About the Author:
Bryher (1894-1983) wrote many critically acclaimed novels and memoirs during her lifetime. She was deeply involved in film, politics, and psychology. She funded Contact Editions, and edited Life and Letters To-day and the first English film journal, Close Up. She was the longtime companion of H.D., and a generous supporter of numerous writers, artists, psychoanalysts, and culture icons, including Marianne Moore, Sigmund Freud, Walter Benjamin, and Sylvia Beach of Shakespeare and Company.

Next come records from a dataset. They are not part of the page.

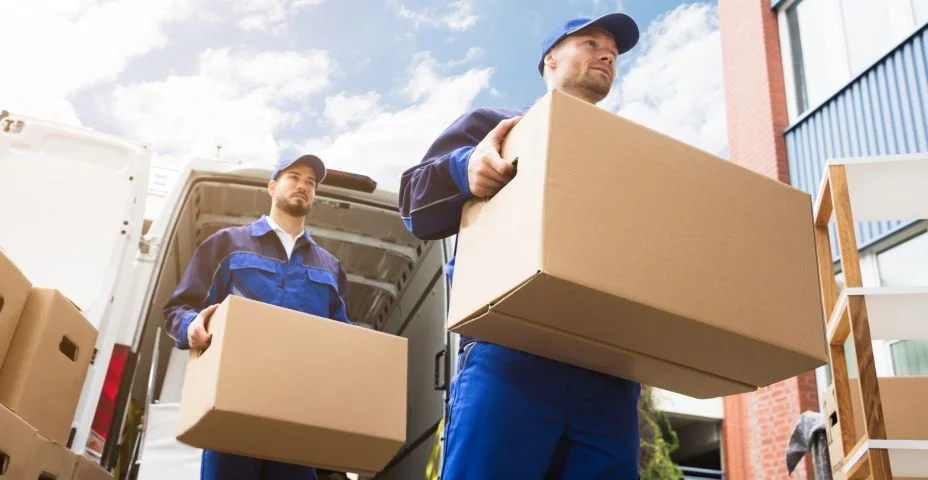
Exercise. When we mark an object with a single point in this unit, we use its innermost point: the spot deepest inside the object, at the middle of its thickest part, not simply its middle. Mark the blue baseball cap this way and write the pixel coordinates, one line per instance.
(311, 161)
(622, 27)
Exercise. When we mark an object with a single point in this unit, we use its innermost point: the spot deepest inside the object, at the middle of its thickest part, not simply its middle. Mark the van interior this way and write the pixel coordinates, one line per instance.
(397, 285)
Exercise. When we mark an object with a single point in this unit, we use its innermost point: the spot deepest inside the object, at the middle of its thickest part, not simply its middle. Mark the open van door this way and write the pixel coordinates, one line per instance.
(72, 202)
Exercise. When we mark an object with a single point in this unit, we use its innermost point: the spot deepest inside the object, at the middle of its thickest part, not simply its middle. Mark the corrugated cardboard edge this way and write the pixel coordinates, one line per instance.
(463, 306)
(185, 423)
(743, 387)
(823, 354)
(454, 326)
(19, 352)
(341, 468)
(500, 307)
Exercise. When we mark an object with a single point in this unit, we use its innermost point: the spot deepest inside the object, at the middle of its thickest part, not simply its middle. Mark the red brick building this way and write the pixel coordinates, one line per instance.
(795, 72)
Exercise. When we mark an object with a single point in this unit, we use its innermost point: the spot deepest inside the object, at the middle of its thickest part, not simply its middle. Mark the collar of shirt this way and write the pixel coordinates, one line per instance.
(288, 241)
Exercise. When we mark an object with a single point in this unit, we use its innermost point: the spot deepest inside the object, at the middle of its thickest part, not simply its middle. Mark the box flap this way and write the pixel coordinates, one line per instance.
(640, 328)
(682, 230)
(50, 461)
(591, 353)
(319, 371)
(17, 444)
(202, 375)
(506, 229)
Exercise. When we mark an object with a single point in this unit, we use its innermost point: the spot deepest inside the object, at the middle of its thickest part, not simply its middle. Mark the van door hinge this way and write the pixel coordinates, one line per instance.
(148, 247)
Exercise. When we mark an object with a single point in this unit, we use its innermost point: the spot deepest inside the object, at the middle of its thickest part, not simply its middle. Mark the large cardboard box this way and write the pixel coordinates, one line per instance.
(17, 443)
(86, 469)
(622, 250)
(14, 288)
(50, 461)
(45, 367)
(282, 385)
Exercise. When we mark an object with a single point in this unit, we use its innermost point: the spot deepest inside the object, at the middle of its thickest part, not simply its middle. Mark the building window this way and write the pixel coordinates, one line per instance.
(920, 11)
(817, 57)
(904, 265)
(826, 43)
(872, 29)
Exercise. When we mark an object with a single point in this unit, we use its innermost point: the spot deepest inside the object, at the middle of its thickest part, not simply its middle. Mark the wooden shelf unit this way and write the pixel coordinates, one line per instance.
(881, 188)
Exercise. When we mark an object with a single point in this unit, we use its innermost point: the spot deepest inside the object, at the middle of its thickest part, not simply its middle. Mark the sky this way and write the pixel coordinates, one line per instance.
(365, 84)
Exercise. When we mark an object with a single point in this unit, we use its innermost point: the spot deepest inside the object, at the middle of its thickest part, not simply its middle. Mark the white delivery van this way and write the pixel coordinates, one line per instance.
(72, 203)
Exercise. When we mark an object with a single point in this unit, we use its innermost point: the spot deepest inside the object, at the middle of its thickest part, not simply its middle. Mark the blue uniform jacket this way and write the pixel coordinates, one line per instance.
(250, 261)
(433, 193)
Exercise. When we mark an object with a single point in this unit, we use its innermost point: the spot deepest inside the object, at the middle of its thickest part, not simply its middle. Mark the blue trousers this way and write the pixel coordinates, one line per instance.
(226, 466)
(515, 415)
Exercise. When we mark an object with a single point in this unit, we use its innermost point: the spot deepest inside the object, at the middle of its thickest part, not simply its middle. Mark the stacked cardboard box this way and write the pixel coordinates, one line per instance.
(318, 370)
(45, 349)
(621, 250)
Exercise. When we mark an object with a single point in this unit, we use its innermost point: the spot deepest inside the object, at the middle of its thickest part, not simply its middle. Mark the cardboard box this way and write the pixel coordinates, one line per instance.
(14, 288)
(86, 469)
(903, 410)
(622, 250)
(17, 443)
(50, 461)
(282, 385)
(45, 367)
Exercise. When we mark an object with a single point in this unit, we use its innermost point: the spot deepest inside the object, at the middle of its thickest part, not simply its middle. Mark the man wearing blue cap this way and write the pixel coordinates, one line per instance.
(272, 260)
(512, 414)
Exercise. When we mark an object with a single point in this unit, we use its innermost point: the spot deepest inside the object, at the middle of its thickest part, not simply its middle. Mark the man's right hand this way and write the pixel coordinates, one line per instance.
(197, 337)
(487, 172)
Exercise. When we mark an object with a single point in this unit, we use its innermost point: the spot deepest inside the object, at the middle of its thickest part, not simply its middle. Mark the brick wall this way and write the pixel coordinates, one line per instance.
(757, 426)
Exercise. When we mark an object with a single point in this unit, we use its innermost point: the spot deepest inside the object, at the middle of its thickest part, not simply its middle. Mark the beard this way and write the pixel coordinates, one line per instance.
(594, 86)
(291, 207)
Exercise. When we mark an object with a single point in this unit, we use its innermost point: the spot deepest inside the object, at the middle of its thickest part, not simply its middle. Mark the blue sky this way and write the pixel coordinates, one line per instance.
(366, 84)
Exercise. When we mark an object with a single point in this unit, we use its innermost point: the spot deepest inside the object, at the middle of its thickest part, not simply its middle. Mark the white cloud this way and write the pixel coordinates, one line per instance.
(384, 145)
(244, 97)
(457, 15)
(343, 110)
(261, 14)
(675, 84)
(53, 48)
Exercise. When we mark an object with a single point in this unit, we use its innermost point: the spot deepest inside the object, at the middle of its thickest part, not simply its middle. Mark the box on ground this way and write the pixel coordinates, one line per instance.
(17, 444)
(50, 461)
(45, 367)
(282, 385)
(14, 289)
(86, 469)
(621, 250)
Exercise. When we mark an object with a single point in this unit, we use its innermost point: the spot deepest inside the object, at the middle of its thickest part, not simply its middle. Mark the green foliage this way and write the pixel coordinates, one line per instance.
(656, 463)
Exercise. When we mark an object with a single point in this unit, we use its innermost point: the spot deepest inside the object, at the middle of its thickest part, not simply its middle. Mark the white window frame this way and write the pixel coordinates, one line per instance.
(786, 53)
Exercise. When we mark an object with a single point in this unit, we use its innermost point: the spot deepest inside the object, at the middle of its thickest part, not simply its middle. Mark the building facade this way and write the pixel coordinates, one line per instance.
(807, 81)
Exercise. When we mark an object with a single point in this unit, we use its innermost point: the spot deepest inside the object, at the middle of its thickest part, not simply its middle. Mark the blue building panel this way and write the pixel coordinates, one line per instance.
(884, 111)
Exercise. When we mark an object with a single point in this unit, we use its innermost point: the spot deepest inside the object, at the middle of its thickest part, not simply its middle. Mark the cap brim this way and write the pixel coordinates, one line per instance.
(622, 27)
(310, 161)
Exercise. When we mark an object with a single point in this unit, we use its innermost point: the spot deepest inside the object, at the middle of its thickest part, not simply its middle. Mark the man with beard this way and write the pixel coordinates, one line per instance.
(512, 414)
(272, 260)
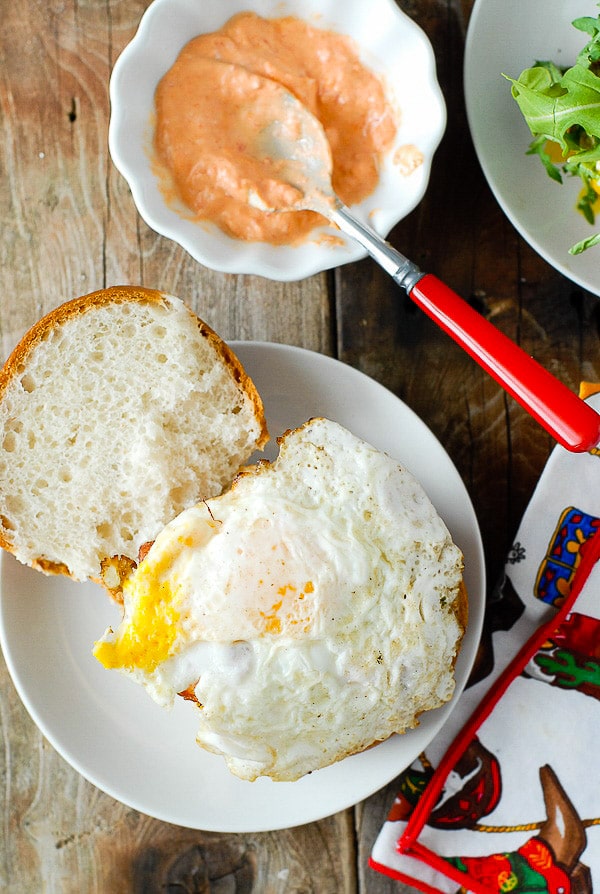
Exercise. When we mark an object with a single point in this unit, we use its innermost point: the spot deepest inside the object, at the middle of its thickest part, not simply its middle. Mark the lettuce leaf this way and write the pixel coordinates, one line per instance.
(562, 106)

Patrick Gregory is an editor, translator, and the author of the novel The Dagguereotype. He is the son of poet, translator, and critic Horace Gregory and poet Marya Zaturenska, who were intimate friends with Bryher. He now lives in Northampton, MA and South Halifax, VT.
From Publishers Weekly:
An English novelist and patron of artists such as H.D., Bryher (Winifred Ellerman, 1894-1983) first published this beautifully realized story of a young Elizabethan actor's apprentice in 1953. After the death of James Sands's beloved Master Awsten, one of the Queen's Players who has taught Sands the rudiments of acting, Sands travels from Southwark, London and passes through a succession of employers. At a house in the country, he meets the summering playwright Francis Beaumont, in the process of writing his play Philaster. James wins the part of Bellario, the girl page disguised as a boy for love of Philaster, who in a curious royal menage-a-trois sends Bellario to serve his beloved Arethusa; James duly falls in love, unrequitedly, with Beaumont's virginal fiancee, Ursula. History intrudes offstage in the form of Sir Walter Ralegh's execution and the ascent of the Puritans, and James, now a clerk, becomes a kind of poignant anachronism, too delicate for the coarsening new age. Theatrical and romantically lyrical, Bryher's novel is a forgotten gem, channeling the servant boy's first person flawlessly.